Manifesto Antropofágico — Oswald de Andrade
Por que o movimento antropofágico recebeu esse nome?
Diante daquela ideia do Abaporu e algo genuinamente brasileiro, cultural e artisticamente, nada mais digno que adotar um comportamento que fazia menção às nossas tribos indígenas antes do descobrimento.
O nome do Movimento Antropofágico surgiu justamente da retomada da tradição e crença dos índios antropófagos, que comiam o inimigo para assimilar suas qualidades guerreiras e trazê-las para o seu corpo.
O termo antropofágico se refere ao ato de comer ou devorar a carne de outro ser humano. Esse termo faz menção aos rituais dos índios brasileiros para adquirir habilidades que eles não tinham, mas que podiam se apropriar e ganhar com elas.
Mas, no sentido cultural e genial atribuído por Oswald de Andrade, a antropofagia tinha como proposta devorar as culturas estrangeiras e renová-las de forma genuinamente brasileira.
Tratava-se de engolir as influências que vinham de fora, para exprimir uma forma do próprio Brasil de se expandir culturalmente.
E ele conseguiu chegar lá.

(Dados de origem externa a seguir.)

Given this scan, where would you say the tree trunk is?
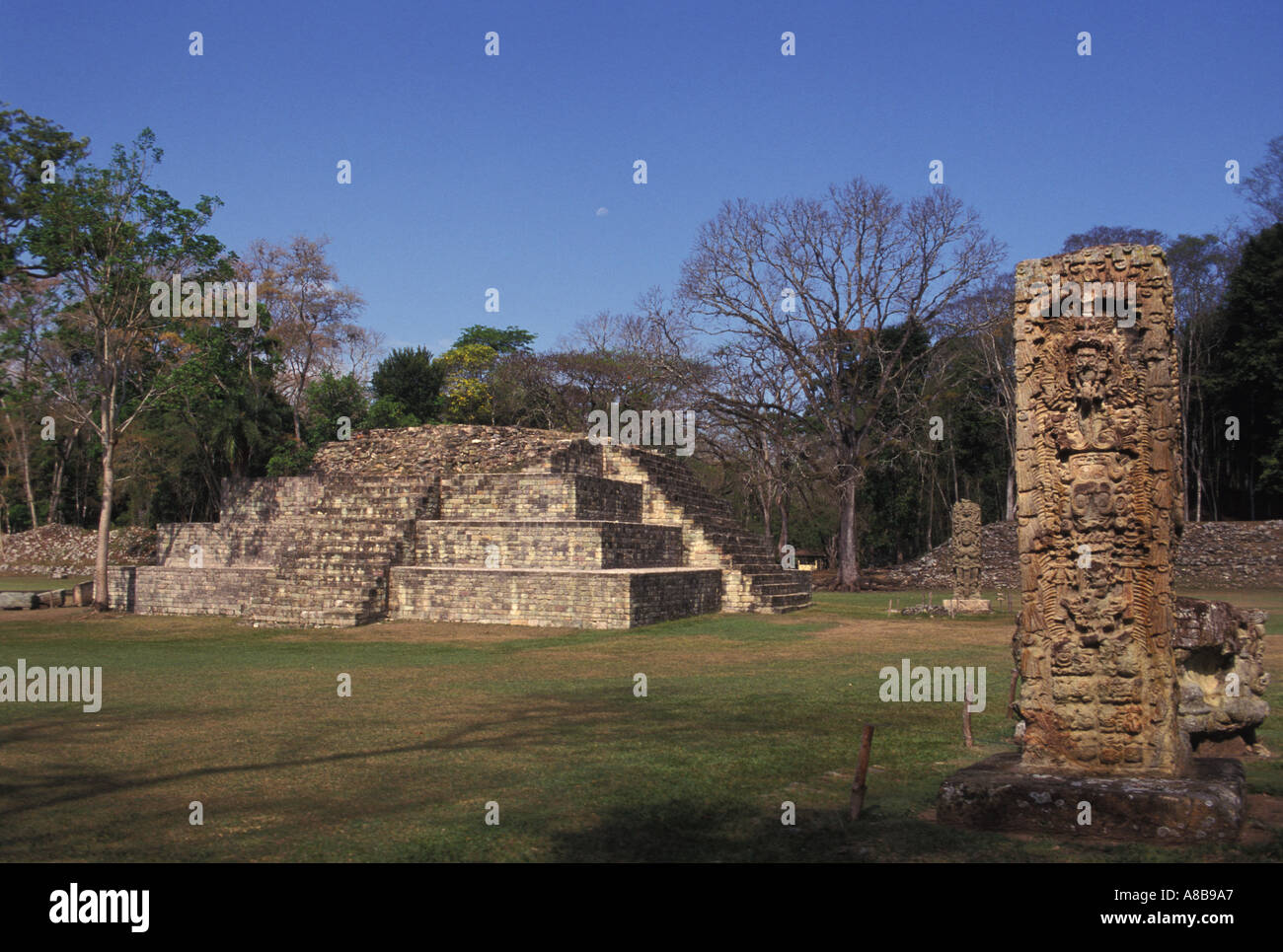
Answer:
[94,388,115,612]
[4,411,39,529]
[834,478,860,592]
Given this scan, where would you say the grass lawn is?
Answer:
[0,590,1283,862]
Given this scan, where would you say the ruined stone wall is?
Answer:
[312,424,582,481]
[1014,245,1188,773]
[135,566,272,616]
[415,520,683,568]
[389,567,721,628]
[440,474,642,522]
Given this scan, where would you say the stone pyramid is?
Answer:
[112,426,811,628]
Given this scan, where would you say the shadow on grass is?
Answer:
[536,799,992,862]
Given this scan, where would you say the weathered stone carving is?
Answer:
[1013,245,1188,773]
[1172,598,1270,756]
[953,499,980,598]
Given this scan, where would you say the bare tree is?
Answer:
[245,235,364,440]
[31,129,228,610]
[1244,136,1283,231]
[957,273,1017,520]
[681,179,1002,590]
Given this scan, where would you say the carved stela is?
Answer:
[1013,245,1189,773]
[953,499,980,598]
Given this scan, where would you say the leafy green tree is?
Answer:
[23,129,227,610]
[307,371,369,449]
[440,344,499,423]
[1205,222,1283,520]
[144,308,292,520]
[450,324,535,354]
[0,103,89,283]
[360,397,419,430]
[369,347,445,423]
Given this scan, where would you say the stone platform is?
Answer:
[941,598,993,615]
[936,753,1244,842]
[111,426,811,627]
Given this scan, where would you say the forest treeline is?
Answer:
[0,104,1283,588]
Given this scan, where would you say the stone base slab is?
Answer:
[936,753,1244,842]
[941,598,993,615]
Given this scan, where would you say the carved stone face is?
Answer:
[1069,345,1110,401]
[1070,478,1113,529]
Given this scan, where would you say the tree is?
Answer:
[958,274,1017,520]
[440,344,499,423]
[681,179,1002,590]
[1060,225,1168,255]
[1168,235,1239,522]
[1244,136,1283,230]
[27,129,235,610]
[247,235,366,441]
[307,371,369,449]
[369,347,445,423]
[450,324,535,354]
[0,103,89,283]
[1205,222,1283,520]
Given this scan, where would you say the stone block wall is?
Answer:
[414,520,683,568]
[389,566,721,628]
[441,474,642,522]
[135,566,272,616]
[127,426,809,627]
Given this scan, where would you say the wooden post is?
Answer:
[851,724,873,820]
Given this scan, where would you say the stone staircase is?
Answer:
[602,445,811,614]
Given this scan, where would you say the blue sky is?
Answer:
[0,0,1283,353]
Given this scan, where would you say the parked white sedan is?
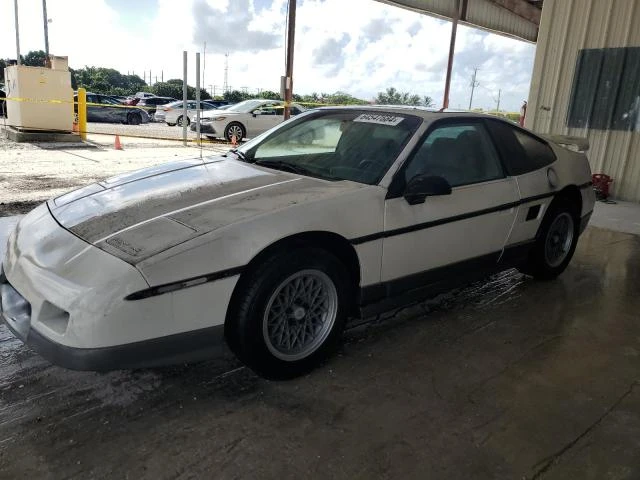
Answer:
[191,99,305,142]
[0,107,595,378]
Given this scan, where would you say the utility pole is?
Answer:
[13,0,22,65]
[284,0,296,120]
[182,50,188,147]
[42,0,51,67]
[222,53,229,94]
[469,67,480,110]
[442,0,463,110]
[202,42,207,91]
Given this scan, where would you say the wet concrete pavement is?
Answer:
[0,228,640,479]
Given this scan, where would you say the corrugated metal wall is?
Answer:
[527,0,640,202]
[378,0,538,42]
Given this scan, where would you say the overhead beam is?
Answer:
[490,0,542,27]
[376,0,541,43]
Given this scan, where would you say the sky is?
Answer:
[0,0,535,111]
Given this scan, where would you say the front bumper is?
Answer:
[0,205,230,370]
[0,284,227,371]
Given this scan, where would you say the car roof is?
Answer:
[318,105,502,120]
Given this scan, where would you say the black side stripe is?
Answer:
[124,266,245,300]
[126,182,592,300]
[350,192,556,245]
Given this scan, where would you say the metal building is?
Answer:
[526,0,640,202]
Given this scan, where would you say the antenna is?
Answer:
[222,53,229,93]
[469,67,480,110]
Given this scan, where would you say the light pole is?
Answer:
[13,0,22,65]
[42,0,51,67]
[284,0,296,120]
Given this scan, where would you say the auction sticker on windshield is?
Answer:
[353,113,404,127]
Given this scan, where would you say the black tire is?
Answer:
[520,197,580,280]
[127,113,142,125]
[225,248,352,380]
[224,122,247,143]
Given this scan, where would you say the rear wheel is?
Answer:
[522,199,580,280]
[225,248,351,379]
[224,122,246,142]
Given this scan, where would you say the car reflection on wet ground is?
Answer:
[0,228,640,479]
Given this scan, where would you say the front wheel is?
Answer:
[522,201,580,280]
[225,248,352,379]
[224,122,246,143]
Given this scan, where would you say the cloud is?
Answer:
[0,0,535,110]
[193,0,283,53]
[313,33,351,74]
[407,22,422,37]
[362,18,396,42]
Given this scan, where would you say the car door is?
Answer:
[381,118,518,288]
[486,120,557,245]
[247,102,284,137]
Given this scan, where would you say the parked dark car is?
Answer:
[74,93,149,125]
[136,97,176,120]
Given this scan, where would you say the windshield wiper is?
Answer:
[254,160,321,177]
[229,148,249,162]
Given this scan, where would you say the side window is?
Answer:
[514,130,556,170]
[405,123,504,187]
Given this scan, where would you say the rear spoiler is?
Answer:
[540,135,589,152]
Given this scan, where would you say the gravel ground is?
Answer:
[87,122,218,140]
[0,124,229,216]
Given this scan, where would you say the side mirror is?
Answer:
[404,175,451,205]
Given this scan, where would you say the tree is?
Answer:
[223,90,252,103]
[374,87,433,107]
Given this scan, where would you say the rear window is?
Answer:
[513,130,556,170]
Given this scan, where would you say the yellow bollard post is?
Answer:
[78,88,87,140]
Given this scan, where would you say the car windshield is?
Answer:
[238,110,422,185]
[227,100,274,113]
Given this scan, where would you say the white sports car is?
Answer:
[0,107,595,378]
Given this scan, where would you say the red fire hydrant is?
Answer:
[591,173,613,200]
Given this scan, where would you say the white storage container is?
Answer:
[4,65,73,132]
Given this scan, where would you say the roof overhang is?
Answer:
[376,0,543,43]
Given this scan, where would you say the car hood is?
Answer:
[48,157,363,264]
[200,110,246,120]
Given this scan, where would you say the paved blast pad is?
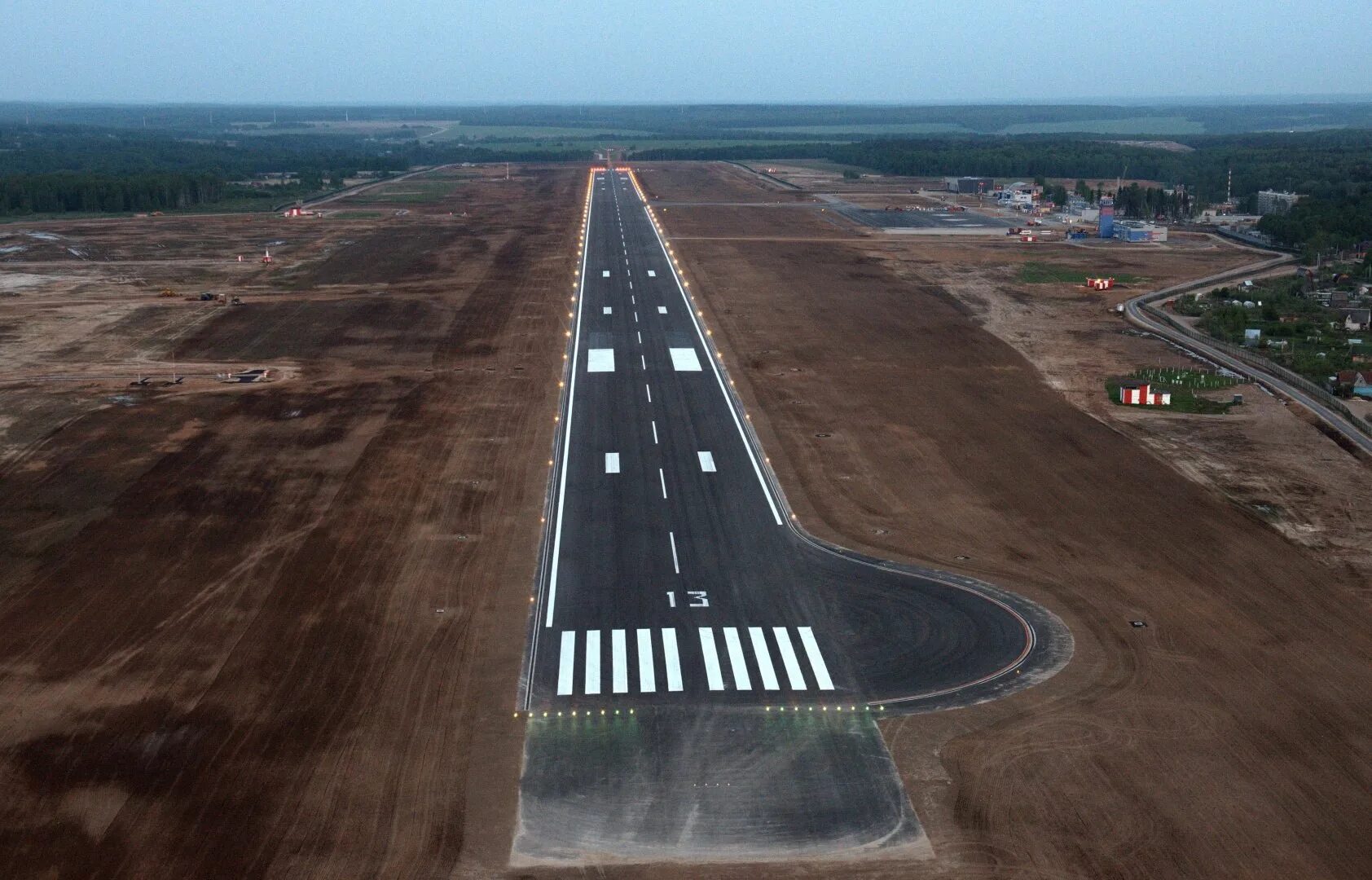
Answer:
[510,707,931,866]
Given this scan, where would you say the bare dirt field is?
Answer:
[642,161,1372,878]
[0,163,1372,880]
[0,163,586,878]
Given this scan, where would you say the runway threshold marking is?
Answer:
[662,629,682,690]
[586,629,600,693]
[748,626,781,690]
[724,626,754,690]
[638,629,657,693]
[772,626,806,690]
[557,630,576,696]
[796,626,834,690]
[700,627,724,690]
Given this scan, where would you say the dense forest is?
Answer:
[11,100,1372,139]
[1258,187,1372,254]
[0,125,591,216]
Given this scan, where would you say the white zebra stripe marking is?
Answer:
[772,626,806,690]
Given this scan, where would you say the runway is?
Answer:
[521,172,1064,710]
[513,170,1071,864]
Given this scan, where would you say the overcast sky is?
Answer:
[0,0,1372,103]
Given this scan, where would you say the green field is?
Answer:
[341,177,457,205]
[1019,261,1147,285]
[1106,367,1239,415]
[748,122,971,134]
[999,117,1205,134]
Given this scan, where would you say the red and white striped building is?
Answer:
[1119,381,1172,407]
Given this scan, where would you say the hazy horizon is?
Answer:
[0,0,1372,106]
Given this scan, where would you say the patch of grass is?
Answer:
[1019,261,1147,285]
[1106,367,1239,416]
[345,178,457,205]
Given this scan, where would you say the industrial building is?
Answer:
[1101,220,1168,242]
[944,177,996,195]
[1258,190,1300,214]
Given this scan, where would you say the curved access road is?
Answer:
[1124,257,1372,455]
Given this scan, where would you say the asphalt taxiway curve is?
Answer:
[510,170,1071,865]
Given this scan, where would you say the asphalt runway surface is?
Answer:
[515,170,1071,864]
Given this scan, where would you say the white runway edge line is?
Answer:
[634,173,784,526]
[543,171,596,627]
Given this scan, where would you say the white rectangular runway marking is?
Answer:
[724,626,754,690]
[586,349,614,373]
[662,629,682,690]
[748,626,781,690]
[557,630,576,696]
[586,629,600,693]
[772,626,806,690]
[796,626,834,690]
[668,349,700,373]
[638,629,657,693]
[700,626,724,690]
[609,629,628,693]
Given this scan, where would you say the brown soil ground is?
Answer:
[0,163,584,878]
[625,161,1372,878]
[0,159,1372,878]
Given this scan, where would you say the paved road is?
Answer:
[523,172,1062,711]
[819,194,1023,232]
[510,163,1071,866]
[1125,257,1372,455]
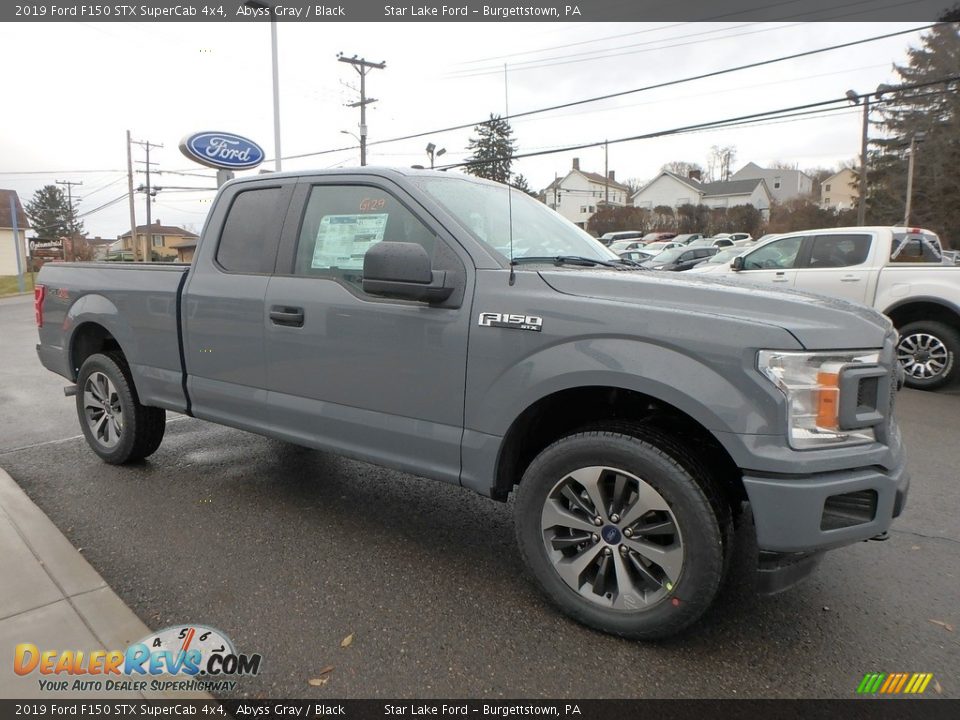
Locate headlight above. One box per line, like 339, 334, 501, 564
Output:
757, 350, 880, 450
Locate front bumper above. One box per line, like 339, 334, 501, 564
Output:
743, 464, 910, 553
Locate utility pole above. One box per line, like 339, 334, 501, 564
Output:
120, 130, 140, 262
56, 180, 83, 235
857, 95, 872, 227
337, 53, 387, 167
133, 140, 163, 262
603, 140, 610, 206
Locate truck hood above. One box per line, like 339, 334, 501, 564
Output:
540, 269, 892, 350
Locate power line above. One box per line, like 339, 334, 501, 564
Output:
437, 75, 960, 170
283, 23, 943, 160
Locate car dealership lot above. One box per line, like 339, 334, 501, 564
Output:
0, 298, 960, 698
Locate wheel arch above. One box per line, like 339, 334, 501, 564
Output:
883, 296, 960, 330
491, 385, 746, 510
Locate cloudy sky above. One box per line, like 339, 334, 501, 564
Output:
0, 22, 922, 237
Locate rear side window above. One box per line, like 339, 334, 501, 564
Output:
808, 235, 870, 268
217, 188, 282, 273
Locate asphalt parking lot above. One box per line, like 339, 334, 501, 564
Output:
0, 297, 960, 698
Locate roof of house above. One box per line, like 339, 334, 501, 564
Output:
700, 178, 764, 197
0, 190, 30, 230
120, 220, 197, 238
543, 169, 630, 192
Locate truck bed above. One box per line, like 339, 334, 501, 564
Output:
37, 262, 190, 411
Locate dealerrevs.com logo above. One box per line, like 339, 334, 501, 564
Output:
13, 625, 262, 692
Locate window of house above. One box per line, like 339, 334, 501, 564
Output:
217, 187, 282, 273
293, 185, 437, 288
808, 235, 870, 268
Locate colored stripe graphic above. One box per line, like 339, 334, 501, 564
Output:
857, 673, 933, 695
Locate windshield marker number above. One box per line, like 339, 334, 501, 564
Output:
480, 313, 543, 332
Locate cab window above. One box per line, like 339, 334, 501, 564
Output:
743, 235, 803, 270
293, 185, 437, 289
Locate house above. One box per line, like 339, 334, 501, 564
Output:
118, 220, 197, 261
171, 238, 197, 262
541, 158, 630, 227
730, 162, 813, 203
820, 168, 860, 210
0, 190, 30, 275
633, 170, 773, 220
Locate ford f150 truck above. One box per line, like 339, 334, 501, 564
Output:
696, 227, 960, 390
36, 168, 908, 638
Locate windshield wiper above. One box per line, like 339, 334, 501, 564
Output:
513, 255, 621, 268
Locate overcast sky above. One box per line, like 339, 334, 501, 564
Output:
0, 22, 921, 237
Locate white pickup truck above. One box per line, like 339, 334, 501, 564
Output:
691, 227, 960, 390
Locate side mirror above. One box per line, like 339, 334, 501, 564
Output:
363, 242, 453, 303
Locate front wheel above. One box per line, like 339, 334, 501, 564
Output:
897, 320, 960, 390
77, 352, 166, 465
516, 431, 724, 639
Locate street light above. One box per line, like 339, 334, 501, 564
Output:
244, 0, 280, 172
427, 143, 447, 170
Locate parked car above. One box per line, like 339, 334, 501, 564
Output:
598, 230, 643, 247
610, 240, 643, 253
643, 240, 683, 255
641, 232, 677, 245
618, 250, 653, 264
35, 167, 908, 639
643, 245, 717, 272
690, 246, 748, 274
704, 227, 960, 390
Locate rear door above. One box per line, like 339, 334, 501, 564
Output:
265, 175, 472, 482
181, 178, 296, 430
794, 233, 876, 303
736, 235, 803, 287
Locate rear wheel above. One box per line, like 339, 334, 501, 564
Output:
516, 430, 724, 639
897, 320, 960, 390
77, 352, 166, 465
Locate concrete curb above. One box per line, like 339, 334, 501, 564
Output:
0, 468, 211, 700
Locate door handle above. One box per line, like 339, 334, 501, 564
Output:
270, 305, 303, 327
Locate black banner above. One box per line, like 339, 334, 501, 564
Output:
0, 698, 960, 720
0, 0, 952, 22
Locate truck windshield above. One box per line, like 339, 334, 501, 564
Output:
415, 175, 619, 262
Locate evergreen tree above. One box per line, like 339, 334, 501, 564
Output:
26, 185, 84, 240
466, 113, 517, 183
867, 23, 960, 239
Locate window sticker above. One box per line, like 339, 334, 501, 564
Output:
310, 213, 389, 270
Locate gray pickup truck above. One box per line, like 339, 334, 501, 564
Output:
36, 168, 909, 638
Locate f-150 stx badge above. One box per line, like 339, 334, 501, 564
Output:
480, 313, 543, 332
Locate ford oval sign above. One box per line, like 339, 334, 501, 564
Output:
180, 132, 263, 170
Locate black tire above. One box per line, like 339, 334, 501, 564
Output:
77, 351, 166, 465
515, 428, 730, 639
897, 320, 960, 390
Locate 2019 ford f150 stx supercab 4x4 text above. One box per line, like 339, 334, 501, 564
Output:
36, 168, 908, 638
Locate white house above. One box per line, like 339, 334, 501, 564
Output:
0, 190, 30, 275
542, 158, 630, 227
633, 170, 772, 219
730, 162, 813, 203
820, 168, 860, 210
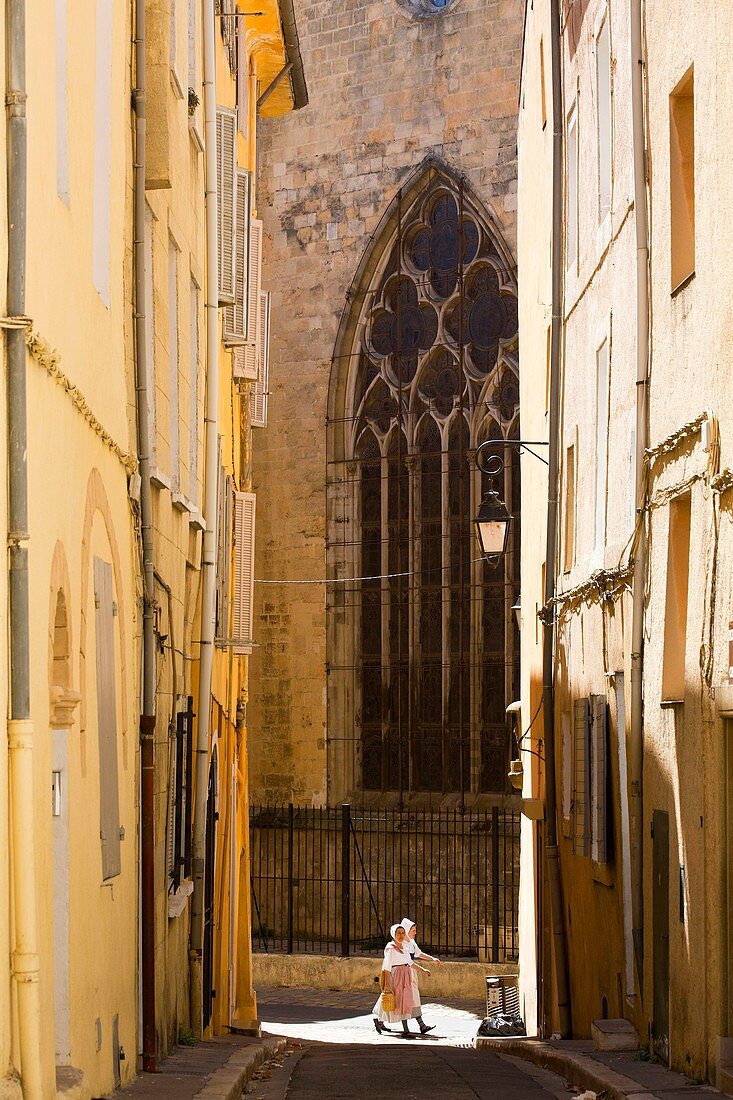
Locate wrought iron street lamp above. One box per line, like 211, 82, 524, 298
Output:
475, 439, 549, 564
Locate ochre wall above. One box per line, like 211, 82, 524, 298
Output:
250, 0, 523, 804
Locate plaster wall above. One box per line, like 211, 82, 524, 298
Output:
250, 0, 522, 804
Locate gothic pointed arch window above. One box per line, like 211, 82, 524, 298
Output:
328, 163, 519, 798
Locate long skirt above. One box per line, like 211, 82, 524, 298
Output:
409, 966, 423, 1020
372, 964, 413, 1024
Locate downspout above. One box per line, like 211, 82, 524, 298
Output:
133, 0, 157, 1074
543, 0, 572, 1038
6, 0, 47, 1100
628, 0, 649, 993
189, 0, 219, 1035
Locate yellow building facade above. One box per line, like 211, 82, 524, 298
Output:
0, 0, 307, 1100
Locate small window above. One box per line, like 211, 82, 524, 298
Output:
565, 108, 578, 271
562, 443, 576, 573
661, 493, 691, 703
539, 39, 547, 130
595, 14, 613, 224
669, 68, 694, 290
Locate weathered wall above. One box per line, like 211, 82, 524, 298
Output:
250, 0, 523, 803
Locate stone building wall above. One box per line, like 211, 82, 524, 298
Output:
249, 0, 523, 803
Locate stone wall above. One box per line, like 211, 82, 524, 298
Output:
249, 0, 523, 804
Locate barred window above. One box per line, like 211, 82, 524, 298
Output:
329, 167, 519, 793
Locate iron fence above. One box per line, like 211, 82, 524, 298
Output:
250, 804, 519, 963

Dentre as obras do Movimento Antropofágico, podemos destacar algumas como principais:
Os quadros Abaporu e Operários de Tarsila do Amaral e o livro Sobra Norato de Raul Bopp. Na música, temos também As Bachianas Brasileiras, na qual Heitor Villa-Lobos se apropriou da composição de J.S Bach.
Além disso, o movimento influenciou muito a forma de fazer arte, principalmente na música que você escuta até hoje em dia.
Isso mesmo.
Não apenas a Bossa Nova ou a Tropicália, mas toda atitude artística que chega mais perto do povo e de sua cultura e subverte os conceitos tradicionais tem uma pitada de antropofagia. Justamente a subversão que pulsa na arte e que muitas vezes é julgado como errôneo e feio em nome de um conceito longínquo e tradicional de arte. Um exemplo disso é o tropicalismo.
“Filiação. O contato com o Brasil Caraíba.
Ori Villegaignon print terre. Montaigne.
O homem natural. Rousseau.
Da Revolução Francesa ao Romantismo, à Revolução Bolchevista, à Revolução Surrealista e ao bárbaro tecnizado de Keyserling.
Caminhamos.”
Manifesto Antropofágico — Oswald de Andrade
Tropicalismo e movimento antropofágico
Os tropicalistas tiveram influências diretas do movimento antropofágico em suas produções plásticas, musicais e no cinema.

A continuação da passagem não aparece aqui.